Il y a un travail étonnant de focales sur ce film, qui offre sans cesse l'image d'un corps au premier plan et autour d'un trouble ou d'un flou - l'affiche en est un exemple. Ce qu'on ne distingue plus, c'est le monde, presque impossible à appréhender. Mais cet effet nous en dit aussi long sur ces personnages à courte vue. Ici on s'empare d'une arme, de l'argent à portée de main, toujours d'une solution directe et rapide, sans perspective, sans vision globale, sans recul.
Parce qu'il faut reconnaître que le capitalisme sauvage de Jia Zhangke nous accule. Tout est le monde est au bord du précipice, un pied dans le vide. Le message est scandé, haut et fort, au travers de ces quatre films qui n'en font qu'un : lorsqu'une femme se fait littéralement frapper à coups de liasses de billets ("je vais te tuer avec mon argent"), quand on voit des vaches parquées à l'étroit à l'arrière d'une camionnette (figure récurrente), quand on découvre les conditions de vie d'une mère, restée au pays.
"A touch of sin" navigue joliment entre le film documentaire (une suite d' À l'ouest des rails) et une esthétique crépusculaire et quasi apocalyptique. Cette Chine, on s'en cache à peine, c'est l'enfer sur terre. Prostitution, mafias en tous genres, petites frappes prolétaires, grands patrons cyniques, corruption etc etc. Les défilés militaires ne sont plus ceux de Mao : dorénavant des jeunes filles marchent au pas, casquettes étoilées, vestes de camouflage et mini jupes dans des night-clubs de nouveaux riches.

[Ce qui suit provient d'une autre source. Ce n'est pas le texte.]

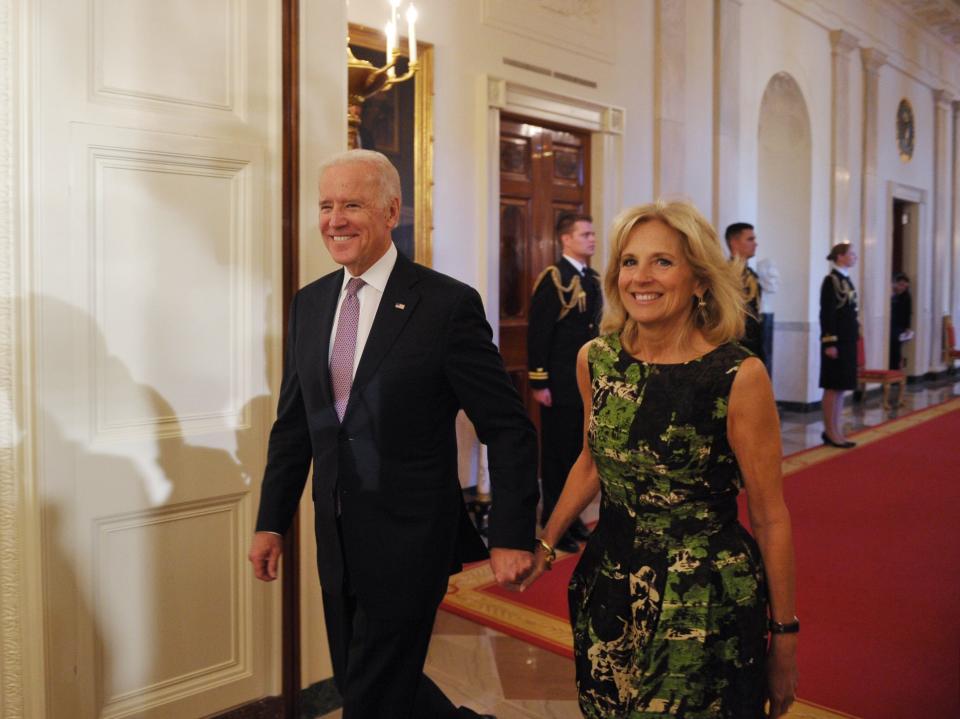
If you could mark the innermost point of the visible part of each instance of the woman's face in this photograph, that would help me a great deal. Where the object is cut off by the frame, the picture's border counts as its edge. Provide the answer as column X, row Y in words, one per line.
column 656, row 283
column 849, row 259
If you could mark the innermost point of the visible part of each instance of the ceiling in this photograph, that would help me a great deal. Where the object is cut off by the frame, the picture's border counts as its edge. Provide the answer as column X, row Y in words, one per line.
column 940, row 16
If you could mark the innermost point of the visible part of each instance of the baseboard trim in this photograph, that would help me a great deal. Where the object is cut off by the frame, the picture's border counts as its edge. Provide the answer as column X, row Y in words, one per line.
column 266, row 708
column 315, row 701
column 802, row 407
column 319, row 699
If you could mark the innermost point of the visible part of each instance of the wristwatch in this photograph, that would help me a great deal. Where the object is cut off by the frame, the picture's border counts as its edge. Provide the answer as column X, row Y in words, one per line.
column 784, row 627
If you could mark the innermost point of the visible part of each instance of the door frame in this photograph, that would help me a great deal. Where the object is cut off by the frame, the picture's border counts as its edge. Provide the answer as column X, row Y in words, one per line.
column 604, row 122
column 924, row 353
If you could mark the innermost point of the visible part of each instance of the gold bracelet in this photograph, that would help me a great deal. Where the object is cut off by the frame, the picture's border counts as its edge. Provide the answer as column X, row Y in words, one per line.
column 551, row 552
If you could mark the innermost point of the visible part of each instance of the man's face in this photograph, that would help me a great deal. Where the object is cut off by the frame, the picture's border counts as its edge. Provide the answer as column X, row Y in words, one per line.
column 581, row 242
column 353, row 222
column 744, row 244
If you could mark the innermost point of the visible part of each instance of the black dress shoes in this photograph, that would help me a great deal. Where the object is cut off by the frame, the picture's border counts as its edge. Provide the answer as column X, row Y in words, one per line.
column 566, row 543
column 842, row 445
column 578, row 530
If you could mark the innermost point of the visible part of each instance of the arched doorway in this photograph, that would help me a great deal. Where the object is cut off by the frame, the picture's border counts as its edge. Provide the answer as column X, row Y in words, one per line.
column 783, row 226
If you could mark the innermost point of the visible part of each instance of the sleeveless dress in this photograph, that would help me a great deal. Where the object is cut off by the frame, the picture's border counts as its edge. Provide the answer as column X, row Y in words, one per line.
column 668, row 602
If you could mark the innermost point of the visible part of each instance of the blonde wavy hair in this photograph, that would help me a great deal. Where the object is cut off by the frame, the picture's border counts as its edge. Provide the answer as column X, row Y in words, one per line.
column 722, row 320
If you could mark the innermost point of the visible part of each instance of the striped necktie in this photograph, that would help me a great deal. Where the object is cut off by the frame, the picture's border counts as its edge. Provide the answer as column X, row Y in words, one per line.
column 345, row 347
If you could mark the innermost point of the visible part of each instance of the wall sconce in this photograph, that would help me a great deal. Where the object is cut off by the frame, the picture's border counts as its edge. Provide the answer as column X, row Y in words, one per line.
column 365, row 79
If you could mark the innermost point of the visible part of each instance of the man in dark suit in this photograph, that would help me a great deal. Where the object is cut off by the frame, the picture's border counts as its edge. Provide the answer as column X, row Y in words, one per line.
column 564, row 316
column 380, row 357
column 742, row 242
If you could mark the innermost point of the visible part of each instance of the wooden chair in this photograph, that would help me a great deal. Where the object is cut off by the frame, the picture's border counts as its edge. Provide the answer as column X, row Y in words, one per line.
column 884, row 377
column 950, row 350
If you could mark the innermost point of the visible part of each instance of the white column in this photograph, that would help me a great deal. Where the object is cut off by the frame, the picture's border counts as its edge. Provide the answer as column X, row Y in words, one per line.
column 873, row 282
column 726, row 142
column 21, row 613
column 955, row 204
column 669, row 144
column 842, row 43
column 942, row 215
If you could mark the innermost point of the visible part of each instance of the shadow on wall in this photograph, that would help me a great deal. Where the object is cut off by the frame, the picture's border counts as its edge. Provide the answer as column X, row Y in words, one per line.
column 144, row 531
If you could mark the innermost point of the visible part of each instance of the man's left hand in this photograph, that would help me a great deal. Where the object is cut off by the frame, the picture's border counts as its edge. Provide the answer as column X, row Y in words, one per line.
column 510, row 566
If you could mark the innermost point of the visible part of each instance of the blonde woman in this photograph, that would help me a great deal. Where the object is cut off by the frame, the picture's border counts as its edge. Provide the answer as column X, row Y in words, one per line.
column 676, row 610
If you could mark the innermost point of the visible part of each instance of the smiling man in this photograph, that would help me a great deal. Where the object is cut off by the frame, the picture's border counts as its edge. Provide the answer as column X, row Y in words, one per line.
column 742, row 243
column 381, row 355
column 564, row 315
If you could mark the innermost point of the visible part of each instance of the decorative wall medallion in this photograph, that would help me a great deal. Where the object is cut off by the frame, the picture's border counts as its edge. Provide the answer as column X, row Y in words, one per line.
column 905, row 130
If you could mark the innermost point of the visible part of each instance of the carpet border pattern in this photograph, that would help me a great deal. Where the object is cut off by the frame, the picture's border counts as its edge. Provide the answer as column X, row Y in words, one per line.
column 466, row 598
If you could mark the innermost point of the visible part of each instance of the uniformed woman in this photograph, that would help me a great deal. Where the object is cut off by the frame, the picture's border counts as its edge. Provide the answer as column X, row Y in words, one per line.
column 839, row 331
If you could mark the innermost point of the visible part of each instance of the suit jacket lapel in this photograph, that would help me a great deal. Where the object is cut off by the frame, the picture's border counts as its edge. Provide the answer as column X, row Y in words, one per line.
column 396, row 306
column 317, row 339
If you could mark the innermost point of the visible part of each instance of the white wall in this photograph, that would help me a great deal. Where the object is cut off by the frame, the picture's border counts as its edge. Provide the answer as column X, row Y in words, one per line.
column 774, row 40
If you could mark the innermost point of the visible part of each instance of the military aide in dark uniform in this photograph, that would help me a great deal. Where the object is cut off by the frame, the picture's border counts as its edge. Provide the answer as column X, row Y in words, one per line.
column 839, row 331
column 564, row 316
column 742, row 241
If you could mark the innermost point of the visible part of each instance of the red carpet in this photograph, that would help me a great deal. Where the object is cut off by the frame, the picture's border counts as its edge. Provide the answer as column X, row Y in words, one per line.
column 878, row 573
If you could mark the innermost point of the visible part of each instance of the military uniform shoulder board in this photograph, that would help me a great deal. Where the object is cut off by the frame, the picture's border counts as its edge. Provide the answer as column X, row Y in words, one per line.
column 570, row 296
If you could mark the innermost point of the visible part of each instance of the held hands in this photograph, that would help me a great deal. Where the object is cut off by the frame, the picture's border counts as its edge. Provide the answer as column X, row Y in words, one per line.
column 781, row 674
column 511, row 567
column 264, row 555
column 541, row 563
column 543, row 396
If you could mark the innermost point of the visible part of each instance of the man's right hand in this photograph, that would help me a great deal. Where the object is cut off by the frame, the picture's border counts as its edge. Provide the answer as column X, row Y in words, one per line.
column 543, row 396
column 265, row 551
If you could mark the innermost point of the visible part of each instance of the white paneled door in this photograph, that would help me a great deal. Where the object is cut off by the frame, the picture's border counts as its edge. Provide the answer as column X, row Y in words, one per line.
column 155, row 135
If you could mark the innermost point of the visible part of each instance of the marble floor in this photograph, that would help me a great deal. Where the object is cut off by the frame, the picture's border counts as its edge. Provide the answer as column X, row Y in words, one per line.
column 497, row 674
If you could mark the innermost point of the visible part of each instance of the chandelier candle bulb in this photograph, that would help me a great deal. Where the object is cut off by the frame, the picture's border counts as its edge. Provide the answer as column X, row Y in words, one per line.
column 391, row 33
column 411, row 33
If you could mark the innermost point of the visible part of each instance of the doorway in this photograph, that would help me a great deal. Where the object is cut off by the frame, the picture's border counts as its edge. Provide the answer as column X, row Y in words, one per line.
column 905, row 225
column 544, row 172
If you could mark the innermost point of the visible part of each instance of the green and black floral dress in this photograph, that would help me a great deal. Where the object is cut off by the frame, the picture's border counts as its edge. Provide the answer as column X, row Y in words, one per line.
column 668, row 602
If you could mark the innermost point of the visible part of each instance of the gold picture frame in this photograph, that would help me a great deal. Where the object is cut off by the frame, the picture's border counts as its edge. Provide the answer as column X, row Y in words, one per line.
column 422, row 201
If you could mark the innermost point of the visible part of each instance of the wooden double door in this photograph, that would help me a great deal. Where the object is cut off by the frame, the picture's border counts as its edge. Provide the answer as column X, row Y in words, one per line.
column 544, row 172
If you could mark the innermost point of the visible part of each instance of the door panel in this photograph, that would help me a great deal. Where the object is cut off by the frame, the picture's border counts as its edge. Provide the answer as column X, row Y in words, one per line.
column 157, row 325
column 543, row 173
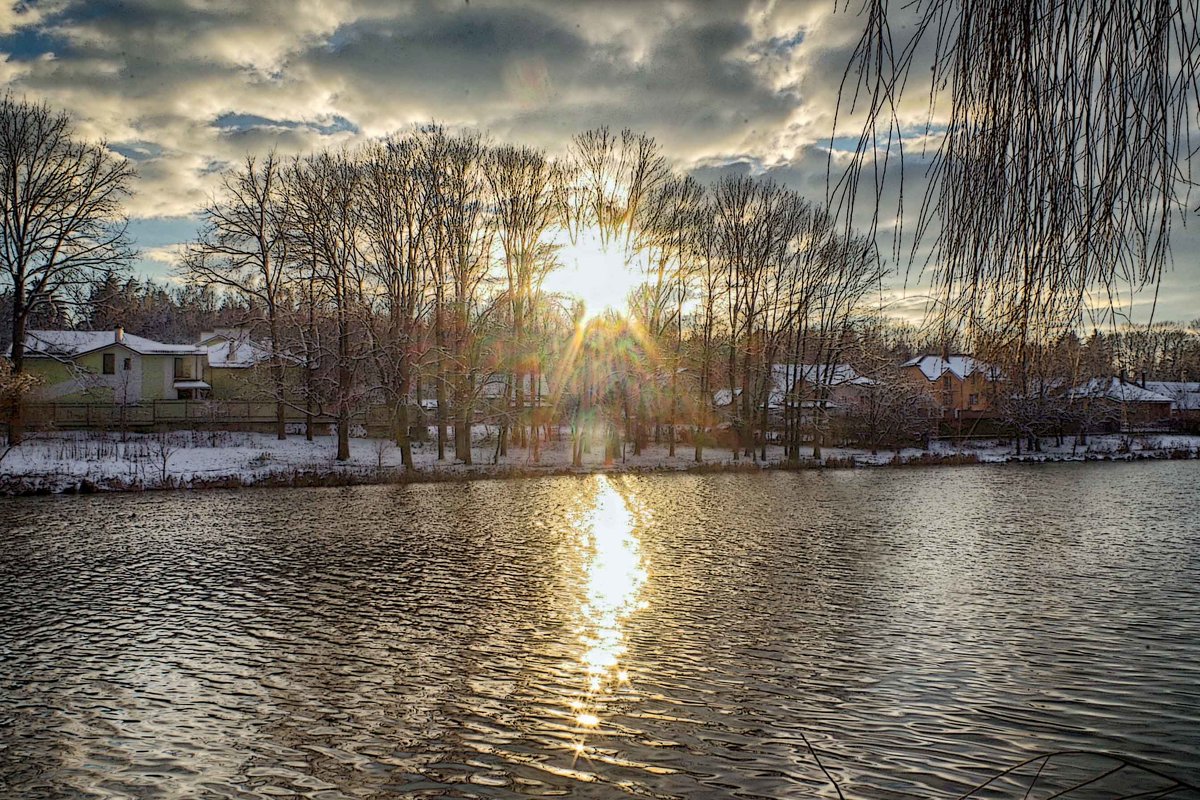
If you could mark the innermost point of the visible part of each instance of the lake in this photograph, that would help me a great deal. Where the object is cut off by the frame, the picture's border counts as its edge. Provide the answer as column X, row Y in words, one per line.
column 667, row 636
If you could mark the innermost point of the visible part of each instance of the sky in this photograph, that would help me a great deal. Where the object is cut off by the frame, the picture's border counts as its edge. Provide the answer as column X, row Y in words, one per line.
column 186, row 88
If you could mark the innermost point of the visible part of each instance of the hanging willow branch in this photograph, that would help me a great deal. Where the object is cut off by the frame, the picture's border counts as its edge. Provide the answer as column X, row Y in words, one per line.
column 1061, row 146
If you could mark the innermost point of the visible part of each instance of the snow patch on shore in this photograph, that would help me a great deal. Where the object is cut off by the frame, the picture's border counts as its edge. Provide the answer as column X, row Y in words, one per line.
column 58, row 462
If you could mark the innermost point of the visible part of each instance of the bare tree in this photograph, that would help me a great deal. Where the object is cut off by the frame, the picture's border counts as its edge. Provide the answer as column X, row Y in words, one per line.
column 396, row 223
column 325, row 190
column 1061, row 137
column 60, row 216
column 522, row 185
column 244, row 246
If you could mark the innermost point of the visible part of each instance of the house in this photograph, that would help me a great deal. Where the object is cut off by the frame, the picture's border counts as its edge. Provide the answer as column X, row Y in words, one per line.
column 959, row 384
column 1185, row 396
column 232, row 358
column 835, row 388
column 1122, row 403
column 112, row 367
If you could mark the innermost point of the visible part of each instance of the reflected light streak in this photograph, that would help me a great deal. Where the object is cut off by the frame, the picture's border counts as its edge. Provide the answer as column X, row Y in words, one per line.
column 615, row 576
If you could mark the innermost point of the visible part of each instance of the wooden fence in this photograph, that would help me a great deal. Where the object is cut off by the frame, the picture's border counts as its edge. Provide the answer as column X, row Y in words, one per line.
column 180, row 414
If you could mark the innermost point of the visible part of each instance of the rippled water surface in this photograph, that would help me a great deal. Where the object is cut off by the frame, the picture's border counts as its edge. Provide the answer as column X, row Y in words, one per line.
column 655, row 636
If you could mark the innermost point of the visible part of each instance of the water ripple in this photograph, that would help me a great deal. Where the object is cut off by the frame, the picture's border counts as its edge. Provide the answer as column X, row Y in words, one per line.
column 655, row 637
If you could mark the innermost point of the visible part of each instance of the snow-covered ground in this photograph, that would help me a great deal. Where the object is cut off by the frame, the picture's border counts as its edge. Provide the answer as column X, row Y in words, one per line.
column 69, row 461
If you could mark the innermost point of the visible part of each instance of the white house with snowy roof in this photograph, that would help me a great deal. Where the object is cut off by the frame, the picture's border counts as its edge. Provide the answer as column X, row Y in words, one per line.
column 117, row 367
column 112, row 367
column 959, row 384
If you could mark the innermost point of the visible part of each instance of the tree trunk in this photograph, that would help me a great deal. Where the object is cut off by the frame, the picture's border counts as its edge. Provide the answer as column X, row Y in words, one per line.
column 16, row 402
column 402, row 438
column 281, row 422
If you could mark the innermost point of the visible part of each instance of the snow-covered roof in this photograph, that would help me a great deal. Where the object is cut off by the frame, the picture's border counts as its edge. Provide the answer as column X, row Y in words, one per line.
column 495, row 386
column 235, row 354
column 960, row 366
column 69, row 344
column 1185, row 394
column 1116, row 390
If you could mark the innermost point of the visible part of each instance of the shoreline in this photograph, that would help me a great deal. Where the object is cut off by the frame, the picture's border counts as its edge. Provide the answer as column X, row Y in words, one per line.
column 310, row 475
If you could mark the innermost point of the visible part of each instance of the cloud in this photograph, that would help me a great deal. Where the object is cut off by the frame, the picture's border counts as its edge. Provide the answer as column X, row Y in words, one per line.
column 187, row 89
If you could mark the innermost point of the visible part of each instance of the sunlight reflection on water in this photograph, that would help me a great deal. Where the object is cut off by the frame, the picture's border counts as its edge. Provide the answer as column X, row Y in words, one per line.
column 613, row 575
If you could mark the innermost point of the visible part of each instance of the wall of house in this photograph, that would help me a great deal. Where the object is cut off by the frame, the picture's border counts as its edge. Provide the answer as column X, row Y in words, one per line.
column 959, row 395
column 83, row 379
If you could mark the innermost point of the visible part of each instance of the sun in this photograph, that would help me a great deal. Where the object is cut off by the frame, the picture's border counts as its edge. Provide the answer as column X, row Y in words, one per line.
column 593, row 271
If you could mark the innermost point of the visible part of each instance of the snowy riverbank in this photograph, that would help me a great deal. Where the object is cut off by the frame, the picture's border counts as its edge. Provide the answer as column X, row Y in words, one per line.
column 91, row 462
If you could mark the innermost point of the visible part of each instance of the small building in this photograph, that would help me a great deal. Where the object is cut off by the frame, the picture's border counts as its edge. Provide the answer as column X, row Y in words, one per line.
column 1121, row 403
column 833, row 389
column 959, row 384
column 231, row 362
column 1185, row 396
column 112, row 367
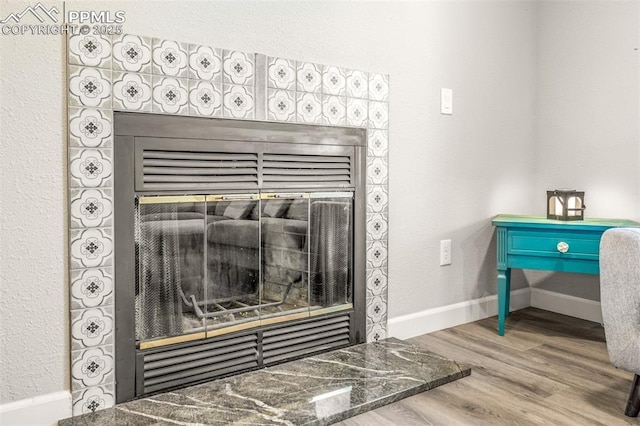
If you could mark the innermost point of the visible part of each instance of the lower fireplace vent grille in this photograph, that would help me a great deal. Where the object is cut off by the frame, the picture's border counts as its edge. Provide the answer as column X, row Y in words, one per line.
column 197, row 362
column 303, row 339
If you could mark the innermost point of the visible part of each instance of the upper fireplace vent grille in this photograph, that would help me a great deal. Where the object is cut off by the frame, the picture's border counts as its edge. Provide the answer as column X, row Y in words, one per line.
column 191, row 165
column 198, row 170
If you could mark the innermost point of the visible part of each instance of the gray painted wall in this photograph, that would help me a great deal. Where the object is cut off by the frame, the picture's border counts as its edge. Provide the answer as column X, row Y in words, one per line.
column 449, row 174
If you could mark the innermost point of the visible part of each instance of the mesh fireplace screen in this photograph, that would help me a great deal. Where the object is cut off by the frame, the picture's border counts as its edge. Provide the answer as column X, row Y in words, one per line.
column 207, row 262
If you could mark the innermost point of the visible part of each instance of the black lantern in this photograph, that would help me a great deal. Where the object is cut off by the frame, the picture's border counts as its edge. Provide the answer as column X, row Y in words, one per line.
column 565, row 204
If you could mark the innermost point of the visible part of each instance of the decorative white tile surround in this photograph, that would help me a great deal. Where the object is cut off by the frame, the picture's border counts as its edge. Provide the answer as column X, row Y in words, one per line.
column 136, row 73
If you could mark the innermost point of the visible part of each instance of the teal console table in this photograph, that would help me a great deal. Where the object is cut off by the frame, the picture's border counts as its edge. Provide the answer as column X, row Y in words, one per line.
column 534, row 242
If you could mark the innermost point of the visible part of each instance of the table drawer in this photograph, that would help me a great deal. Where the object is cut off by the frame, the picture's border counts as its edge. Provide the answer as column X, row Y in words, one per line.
column 568, row 244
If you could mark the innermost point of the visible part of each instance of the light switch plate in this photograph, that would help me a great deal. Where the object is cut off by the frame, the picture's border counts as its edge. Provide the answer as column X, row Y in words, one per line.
column 446, row 101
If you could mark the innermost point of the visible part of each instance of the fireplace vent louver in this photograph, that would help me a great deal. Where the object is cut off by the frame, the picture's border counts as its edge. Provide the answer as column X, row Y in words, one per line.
column 306, row 170
column 298, row 340
column 193, row 363
column 192, row 165
column 178, row 170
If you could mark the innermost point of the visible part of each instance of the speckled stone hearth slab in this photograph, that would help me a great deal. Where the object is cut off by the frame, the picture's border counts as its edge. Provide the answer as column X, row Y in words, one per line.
column 313, row 391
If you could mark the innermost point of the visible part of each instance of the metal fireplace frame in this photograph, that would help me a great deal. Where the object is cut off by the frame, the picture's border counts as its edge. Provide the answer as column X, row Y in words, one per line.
column 223, row 132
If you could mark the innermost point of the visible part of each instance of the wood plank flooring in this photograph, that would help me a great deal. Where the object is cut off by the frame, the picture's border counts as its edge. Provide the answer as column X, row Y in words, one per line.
column 548, row 369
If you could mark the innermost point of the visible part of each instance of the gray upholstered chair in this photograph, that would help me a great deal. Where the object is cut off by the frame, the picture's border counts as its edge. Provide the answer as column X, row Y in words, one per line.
column 620, row 296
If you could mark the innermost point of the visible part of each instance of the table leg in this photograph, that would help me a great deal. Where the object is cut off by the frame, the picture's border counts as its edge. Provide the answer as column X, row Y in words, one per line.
column 504, row 291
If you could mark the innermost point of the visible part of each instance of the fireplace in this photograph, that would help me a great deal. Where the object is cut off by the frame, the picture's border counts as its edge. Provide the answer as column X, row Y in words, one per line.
column 238, row 245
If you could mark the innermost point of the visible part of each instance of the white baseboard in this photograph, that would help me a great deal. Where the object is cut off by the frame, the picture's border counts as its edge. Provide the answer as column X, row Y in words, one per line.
column 44, row 410
column 567, row 305
column 430, row 320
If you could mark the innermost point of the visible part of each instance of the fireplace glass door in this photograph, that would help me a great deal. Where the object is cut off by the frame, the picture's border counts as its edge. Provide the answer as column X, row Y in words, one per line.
column 210, row 264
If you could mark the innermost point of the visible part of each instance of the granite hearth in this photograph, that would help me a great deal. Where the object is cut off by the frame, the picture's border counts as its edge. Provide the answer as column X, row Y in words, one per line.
column 319, row 390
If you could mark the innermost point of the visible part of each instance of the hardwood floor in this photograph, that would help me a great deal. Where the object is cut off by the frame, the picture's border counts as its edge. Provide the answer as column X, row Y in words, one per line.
column 548, row 369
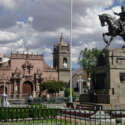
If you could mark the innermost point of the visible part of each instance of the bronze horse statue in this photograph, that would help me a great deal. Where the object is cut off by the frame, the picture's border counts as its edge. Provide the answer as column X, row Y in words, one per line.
column 115, row 27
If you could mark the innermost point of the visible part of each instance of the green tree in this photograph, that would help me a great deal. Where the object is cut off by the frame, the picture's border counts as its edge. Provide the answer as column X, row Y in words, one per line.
column 88, row 59
column 52, row 86
column 67, row 93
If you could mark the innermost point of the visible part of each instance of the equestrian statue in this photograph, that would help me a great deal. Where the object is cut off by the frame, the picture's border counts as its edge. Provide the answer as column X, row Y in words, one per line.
column 116, row 27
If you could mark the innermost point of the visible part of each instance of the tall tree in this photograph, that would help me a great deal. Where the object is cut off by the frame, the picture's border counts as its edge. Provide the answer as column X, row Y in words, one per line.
column 88, row 59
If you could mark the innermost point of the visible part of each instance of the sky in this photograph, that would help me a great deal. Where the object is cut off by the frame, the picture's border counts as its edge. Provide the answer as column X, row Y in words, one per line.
column 38, row 24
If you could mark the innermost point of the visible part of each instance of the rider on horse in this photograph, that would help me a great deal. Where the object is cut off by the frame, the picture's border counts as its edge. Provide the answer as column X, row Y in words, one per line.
column 122, row 18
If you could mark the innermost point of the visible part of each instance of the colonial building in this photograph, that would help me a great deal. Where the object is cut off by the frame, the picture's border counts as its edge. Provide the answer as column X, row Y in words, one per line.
column 23, row 72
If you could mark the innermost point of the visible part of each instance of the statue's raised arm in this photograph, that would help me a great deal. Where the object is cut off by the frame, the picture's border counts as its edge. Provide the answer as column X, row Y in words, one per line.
column 116, row 27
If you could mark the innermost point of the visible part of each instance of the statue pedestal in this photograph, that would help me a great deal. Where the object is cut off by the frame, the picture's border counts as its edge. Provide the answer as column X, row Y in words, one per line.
column 4, row 102
column 109, row 77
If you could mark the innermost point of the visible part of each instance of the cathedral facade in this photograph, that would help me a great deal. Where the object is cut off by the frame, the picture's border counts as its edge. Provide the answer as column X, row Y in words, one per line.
column 22, row 73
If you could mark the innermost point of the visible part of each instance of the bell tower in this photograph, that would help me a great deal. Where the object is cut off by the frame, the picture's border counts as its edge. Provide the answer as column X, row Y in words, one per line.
column 61, row 59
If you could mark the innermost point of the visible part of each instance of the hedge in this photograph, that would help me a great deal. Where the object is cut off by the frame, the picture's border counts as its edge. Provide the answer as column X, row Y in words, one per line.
column 34, row 111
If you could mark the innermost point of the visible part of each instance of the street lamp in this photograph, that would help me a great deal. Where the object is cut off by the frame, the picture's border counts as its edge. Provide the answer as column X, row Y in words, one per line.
column 4, row 97
column 71, row 50
column 80, row 81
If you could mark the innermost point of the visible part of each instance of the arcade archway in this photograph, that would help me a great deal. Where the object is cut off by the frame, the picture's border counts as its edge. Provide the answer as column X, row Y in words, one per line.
column 2, row 89
column 27, row 88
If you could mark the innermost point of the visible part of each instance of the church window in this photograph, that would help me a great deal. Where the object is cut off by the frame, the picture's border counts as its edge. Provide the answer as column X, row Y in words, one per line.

Là où Jia Zhangke n'est peut-être pas le plus fin, c'est en procédant par accumulation : ses films, si on les prend comme des courts, traduisent une certaine mécanique, une poussée de fièvre qui conduit inéluctablement à la violence la plus brute, comme le fait (mais autrement) un Tarantino par exemple - pas de violence jouissive mais nécessaire et laborieuse. Il y a quelque chose de trop systématique dans cette démarche qui a l'avantage de ses inconvénients : user nos nerfs, oui ; surprendre, plus vraiment. Tout est précaire donc fabriqué. Le but est pourtant bien là, JZ veut montrer (donc il n'y a plus grand chose à voir), l'injustice, la violence morale, faire mal. Cette fois le hors-champ ne viendra pas nous épargner. Le film a tendance à brandir son slogan, à crier pour se faire entendre.